可使用kernel参数将线性决策面改成非线性决策面
决策树可以通过简单的线性决策面为你做出非线性决策

可以用决策树一个接一个地处理多元线性问题，我们可以通过树这种简单的数据结构，来对数据进行分类

image.png

the algorithm decision tree learning,is to use a computer algorithm to find the decision boundaries automatically based on data.

决策树可用于：
分类器、回归

决策树编码

from sklearn import tree
X=[[0,0],[1,1]]
Y=[0,1]
clf = tree.DecisionTreeClassifier()   #创建分类器
clf = clf.fit(X,Y)               #使用训练数据拟合分类器
clf.predict([[2,2]])            #使用拟合好的分类器进行预测新的数据点，新数据点通常是测试集中的数据

def classify(features_train, labels_train):
    
    ### your code goes here--should return a trained decision tree classifer

    from sklearn import tree
    clf = tree.DecisionTreeClassifier()
    clf.fit(features_train,labels_train)
    
    return clf

决策树准确性

import sys
from class_vis import prettyPicture
from prep_terrain_data import makeTerrainData

import numpy as np
import pylab as pl

features_train, labels_train, features_test, labels_test = makeTerrainData()


#### your code goes here
from sklearn import tree
from sklearn.metrics import accuracy_score

clf = tree.DecisionTreeClassifier()
clf.fit(features_train,labels_train)
pred = clf.predict(features_test)

acc = accuracy_score(pred,labels_test)
### be sure to compute the accuracy on the test set
    
def submitAccuracies():
  return {"acc":round(acc,3)}

决策树参数
调整决策树参数来提高决策树的准确性
通过调整 min_samples_split (分割所需的最少样本数量)是否能减少过度拟合的现象
i have a decision tree,start out with a bunch of training examples,then start to split them into smaller sub_samples,at some point,i have to figure out if i am going to keep splitting further.
the question is for each one of these bottom layer of tree,whether i want to keep splitting it if it seems like that might be a good idea ?
that is what min_samples_split govern is basiclly whether i can keep splitting it or not.
whether there is enough samples that are available to me to continue to split further
default:min_samples_split=2

调整min_samples_split 后的决策树准确性

import sys
from class_vis import prettyPicture
from prep_terrain_data import makeTerrainData

import matplotlib.pyplot as plt
import numpy as np
import pylab as pl

features_train, labels_train, features_test, labels_test = makeTerrainData()

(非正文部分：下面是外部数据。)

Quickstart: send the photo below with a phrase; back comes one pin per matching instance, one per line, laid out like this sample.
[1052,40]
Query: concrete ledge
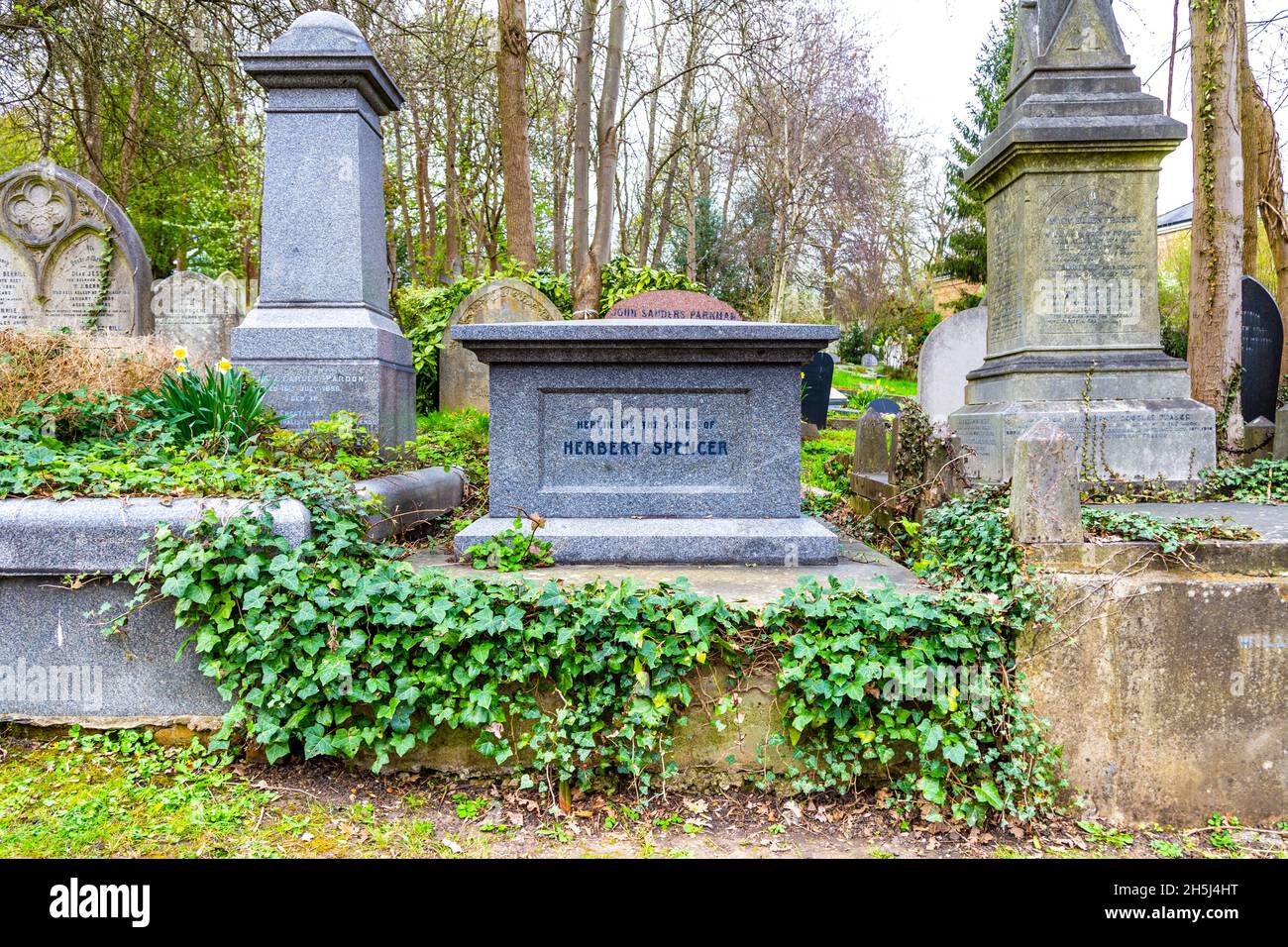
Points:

################ DECISION TREE ##############


### your code goes here--now create 2 decision tree classifiers,
### one with min_samples_split=2 and one with min_samples_split=50
### compute the accuracies on the testing data and store
### the accuracy numbers to acc_min_samples_split_2 and
### acc_min_samples_split_50, respectively


from sklearn import tree
from sklearn.metrics import accuracy_score
clf_2 = tree.DecisionTreeClassifier(min_samples_split=2)
clf_2.fit(features_train,labels_train)
pred_2 = clf_2.predict(features_test)
acc_min_samples_split_2 = accuracy_score(pred_2,labels_test)    #90.8%

clf_50 = tree.DecisionTreeClassifier(min_samples_split=50)
clf_50.fit(features_train,labels_train)
pred_50 = clf_50.predict(features_test)
acc_min_samples_split_50 = accuracy_score(pred_50,labels_test)  #91.2%




def submitAccuracies():
  return {"acc_min_samples_split_2":round(acc_min_samples_split_2,3),
          "acc_min_samples_split_50":round(acc_min_samples_split_50,3)}

min_samples_split不仅对决策边界的外观有影响，还对分类器的性能有影响
我们可以通过调整参数来优化算法的性能

数据杂质与熵
entropy
--the thing that controls how a decision tree decides where to split the data
--definition:measure of impurity in a bunch of examples

image.png

建立决策树其实就是找到变量，找到变量分割点，从而产生尽可能均一(make subsets as pure as possible)的子集
实际上决策树做决策的过程，就是对这个过程的递归重复

熵公式

image.png

某些来源使用其他的对数底（例如，它们可能使用对数底 10 或底为大约 2.72 的自然对数）——这些细节可能会改变你可以获得的熵的最大值。在我们的情况中（有 2 个类），我们使用的对数底为 2 的公式将具有最大值 1。
实际上，在使用决策树时，很少需要处理对数底的细节——这里的结论是，较低的熵指向更有条理的数据，而且决策树将此用作事件分类方式。

entropy is basically the opposite of the purity
so in one extreme situation ,you can have all the examples be of the same class,in that case ,entropy = 0
in other extreme situation ,you can have the examples be evenly split between all the available classes ,in this case ,entropy=1
熵计算

image.png

how many examples do i have total in this node?node--ssff---4
p sub slow= fraction of slow examples =0.5
p sub fast= fraction of fast examples =0.5

使用python计算熵

import math 
result = -0.5*math.log(0.5,2)-0.5*math.log(0.5,2)
print result

我们能够得到的最大熵值是1
这意味着这是我们能得到的纯度最低的样本
if we have two class labels,the most impure situation we could have is where the examples are evenly split between the two class labels

信息增益
熵实际上会如何影响决策树绘制其边界

information gain
information gain = entropy(parent)-[weighted average]entropy(children)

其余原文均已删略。